There's just too much information that we're expected to absorb, no matter what interests we have. I, perhaps unreasonably, expect people to at least try to spell things correctly and use the right "its." Nereid expects people to do OOM calculations. All of us have little things in our specialty that we expect people to know, and I'm not sure it's completely reasonable. Certainly current educational methods don't make it possible unless all these little things are on the Test. (Up here, it's the dread WASL. I don't know what it stands for--I doubt it's a festive holiday beverage--but I do know that some of the "correct" answers to the online practice test were wrong.)

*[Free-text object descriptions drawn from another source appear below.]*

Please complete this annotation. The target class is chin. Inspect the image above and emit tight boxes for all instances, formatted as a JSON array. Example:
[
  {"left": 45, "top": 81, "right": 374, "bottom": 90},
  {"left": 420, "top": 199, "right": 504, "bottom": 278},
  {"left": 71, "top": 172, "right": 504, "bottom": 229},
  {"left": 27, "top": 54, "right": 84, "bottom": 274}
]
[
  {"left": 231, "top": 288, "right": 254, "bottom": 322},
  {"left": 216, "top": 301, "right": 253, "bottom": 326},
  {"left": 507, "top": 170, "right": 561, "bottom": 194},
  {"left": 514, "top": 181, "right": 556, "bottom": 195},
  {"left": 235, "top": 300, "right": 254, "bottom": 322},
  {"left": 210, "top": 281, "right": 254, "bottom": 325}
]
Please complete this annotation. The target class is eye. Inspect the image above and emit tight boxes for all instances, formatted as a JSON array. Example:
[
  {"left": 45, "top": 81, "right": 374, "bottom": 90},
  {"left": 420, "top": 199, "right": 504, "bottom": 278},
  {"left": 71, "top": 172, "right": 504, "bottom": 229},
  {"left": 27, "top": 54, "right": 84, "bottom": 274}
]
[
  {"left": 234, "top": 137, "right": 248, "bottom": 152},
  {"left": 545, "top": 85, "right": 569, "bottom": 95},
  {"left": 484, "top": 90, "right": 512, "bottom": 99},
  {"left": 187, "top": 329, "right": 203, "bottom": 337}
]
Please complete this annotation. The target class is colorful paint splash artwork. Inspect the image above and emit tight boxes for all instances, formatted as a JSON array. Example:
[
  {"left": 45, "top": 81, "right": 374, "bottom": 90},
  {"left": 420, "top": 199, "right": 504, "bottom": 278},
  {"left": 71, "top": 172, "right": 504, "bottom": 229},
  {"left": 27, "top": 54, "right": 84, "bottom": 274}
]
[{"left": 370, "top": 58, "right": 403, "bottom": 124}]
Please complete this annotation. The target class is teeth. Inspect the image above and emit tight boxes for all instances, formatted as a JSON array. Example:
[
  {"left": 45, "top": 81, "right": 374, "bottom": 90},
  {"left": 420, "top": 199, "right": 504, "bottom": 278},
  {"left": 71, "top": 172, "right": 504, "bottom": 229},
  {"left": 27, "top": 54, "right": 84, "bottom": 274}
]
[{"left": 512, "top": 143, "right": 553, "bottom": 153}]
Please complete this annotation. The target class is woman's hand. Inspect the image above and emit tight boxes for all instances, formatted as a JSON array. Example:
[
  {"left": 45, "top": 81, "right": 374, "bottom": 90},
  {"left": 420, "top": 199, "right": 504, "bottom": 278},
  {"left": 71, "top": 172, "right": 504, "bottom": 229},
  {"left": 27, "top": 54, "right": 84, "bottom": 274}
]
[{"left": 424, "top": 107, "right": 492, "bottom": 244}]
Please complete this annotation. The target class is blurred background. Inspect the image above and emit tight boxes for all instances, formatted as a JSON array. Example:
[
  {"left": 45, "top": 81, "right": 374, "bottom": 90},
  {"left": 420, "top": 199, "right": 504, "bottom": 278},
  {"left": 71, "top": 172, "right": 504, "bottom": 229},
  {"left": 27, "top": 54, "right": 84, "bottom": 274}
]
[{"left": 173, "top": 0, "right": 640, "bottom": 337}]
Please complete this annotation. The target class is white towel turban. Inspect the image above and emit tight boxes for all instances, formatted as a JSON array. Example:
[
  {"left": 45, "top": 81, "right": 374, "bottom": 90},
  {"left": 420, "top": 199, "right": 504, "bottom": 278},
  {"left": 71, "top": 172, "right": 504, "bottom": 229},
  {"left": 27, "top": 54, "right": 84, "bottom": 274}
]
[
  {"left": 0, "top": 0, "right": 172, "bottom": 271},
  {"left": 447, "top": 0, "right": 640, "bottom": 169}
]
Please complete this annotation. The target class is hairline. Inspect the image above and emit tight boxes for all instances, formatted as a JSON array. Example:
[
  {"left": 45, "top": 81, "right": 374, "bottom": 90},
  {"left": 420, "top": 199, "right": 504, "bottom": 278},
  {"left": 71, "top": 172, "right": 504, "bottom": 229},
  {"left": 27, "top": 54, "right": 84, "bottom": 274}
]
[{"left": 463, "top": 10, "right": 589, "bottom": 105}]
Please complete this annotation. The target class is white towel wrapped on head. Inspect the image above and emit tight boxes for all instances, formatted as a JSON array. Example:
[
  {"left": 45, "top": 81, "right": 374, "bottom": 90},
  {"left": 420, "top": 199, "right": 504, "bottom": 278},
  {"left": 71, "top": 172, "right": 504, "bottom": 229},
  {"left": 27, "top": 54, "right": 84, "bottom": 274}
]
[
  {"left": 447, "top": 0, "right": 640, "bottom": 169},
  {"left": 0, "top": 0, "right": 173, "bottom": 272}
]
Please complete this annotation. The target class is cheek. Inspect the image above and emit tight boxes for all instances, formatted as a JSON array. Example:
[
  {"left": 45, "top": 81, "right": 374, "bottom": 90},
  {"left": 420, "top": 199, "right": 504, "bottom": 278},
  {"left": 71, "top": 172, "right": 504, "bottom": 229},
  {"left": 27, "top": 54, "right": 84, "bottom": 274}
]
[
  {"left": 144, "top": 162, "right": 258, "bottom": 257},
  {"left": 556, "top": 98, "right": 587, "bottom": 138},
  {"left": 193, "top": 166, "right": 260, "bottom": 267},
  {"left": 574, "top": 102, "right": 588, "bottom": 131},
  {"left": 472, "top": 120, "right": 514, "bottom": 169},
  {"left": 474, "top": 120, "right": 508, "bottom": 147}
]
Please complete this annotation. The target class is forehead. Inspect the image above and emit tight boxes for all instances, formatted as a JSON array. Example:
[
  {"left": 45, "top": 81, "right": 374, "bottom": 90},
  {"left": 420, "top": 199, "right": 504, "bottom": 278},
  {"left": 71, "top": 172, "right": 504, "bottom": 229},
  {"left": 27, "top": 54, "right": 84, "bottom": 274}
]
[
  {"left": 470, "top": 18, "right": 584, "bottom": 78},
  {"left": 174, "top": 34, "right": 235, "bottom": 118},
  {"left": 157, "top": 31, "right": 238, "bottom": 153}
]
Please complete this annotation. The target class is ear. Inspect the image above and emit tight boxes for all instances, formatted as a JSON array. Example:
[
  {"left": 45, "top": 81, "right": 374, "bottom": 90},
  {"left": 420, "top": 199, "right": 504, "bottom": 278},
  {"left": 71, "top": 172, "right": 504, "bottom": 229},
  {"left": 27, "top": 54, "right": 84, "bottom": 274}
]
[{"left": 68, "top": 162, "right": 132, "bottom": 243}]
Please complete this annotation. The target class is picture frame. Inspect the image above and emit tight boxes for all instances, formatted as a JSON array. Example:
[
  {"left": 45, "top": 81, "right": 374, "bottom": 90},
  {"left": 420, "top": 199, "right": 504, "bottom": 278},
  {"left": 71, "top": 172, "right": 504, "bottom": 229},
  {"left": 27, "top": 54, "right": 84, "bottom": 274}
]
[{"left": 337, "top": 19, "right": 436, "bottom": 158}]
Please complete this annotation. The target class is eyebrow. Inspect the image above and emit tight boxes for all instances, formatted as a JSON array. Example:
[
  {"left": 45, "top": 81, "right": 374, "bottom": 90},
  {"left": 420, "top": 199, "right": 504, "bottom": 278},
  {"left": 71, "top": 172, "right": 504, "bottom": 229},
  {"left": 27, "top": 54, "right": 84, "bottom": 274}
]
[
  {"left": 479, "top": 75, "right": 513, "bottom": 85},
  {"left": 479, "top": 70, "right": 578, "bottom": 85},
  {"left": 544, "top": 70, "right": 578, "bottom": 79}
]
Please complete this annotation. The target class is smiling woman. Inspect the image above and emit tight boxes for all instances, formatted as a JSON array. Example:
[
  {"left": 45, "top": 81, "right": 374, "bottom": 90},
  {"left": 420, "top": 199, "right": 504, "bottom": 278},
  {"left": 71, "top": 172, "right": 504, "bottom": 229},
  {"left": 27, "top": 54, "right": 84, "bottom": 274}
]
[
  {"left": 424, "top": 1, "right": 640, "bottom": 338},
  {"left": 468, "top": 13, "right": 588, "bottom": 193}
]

I am, I feel confident in saying, never going to need to know the information on how to calculate optics that I allegedly learned in high school. However, there are a lot of not-my-subject things I learned that I'm glad I know, such as good ol' Gregor Mendel's bean experiments. The problem is deciding what falls into which category.

Joff
2005-Nov-14, 01:49 AM
like it or not, ID does not exist solely as an alternative to evolution. ID is dressed up creationism, which came along waaaay before evolution.I must back up Ken here. ID was invented in the late eighties specifically as an alternative to evolution, a stealth device to insinuate creationism into classrooms following the constitutional ruling against out-and-out creationism. So while Creationism predates evolution, in the same way that geocentrism predates heliocentrism, ID does not have any existence except as a mechanism to introduce fundamentalist beliefs into science classes.

Turning the tide requires some advanced empathetics (if there is such a word). The fundamentalists are trying to do the kids a good turn by leaving them some mental manouevring space to accept Bible literalism, without which they're going straight to hell, as the fundamentalists know to the core of their being. So to some extent this has to be fought on a religious level. I wish I had an answer... but I think the only likely method is to keep insisting on real science only and wait for the hard core to so isolate themselves that they fizzle out by driving away their own youngsters.

Ken G
2005-Nov-14, 07:21 AM
I think the answer is to recognize that any "truth" cannot be separated from the method and process that was used to arrive at that truth. Thus in science class, we teach science truths, and truths-in-progress, but these never transcend the method that was used to attain them. The same is true for religioius beliefs, which the people who hold them consider to be truths. Those also never transcend the milieu in which they are generated. So given this, there is no reason to expect "scientific truth" and "religious truth" to agree. It is up to the individual to find the common ground, or just let them coexist. The point is, it is scientific truth that belongs in science classes, and for the record I'd rather drive over a bridge built using that approach to reliability. Ultimately, science has value, which is primarily only useful when there is consensus (i.e., agreement on what a safe bridge is). Religion also has value (certainly to the faithful individual), which need not involve any type of consensus because it is a personal value. We've had 400 years since Galileo, it's time the two learned to coexist.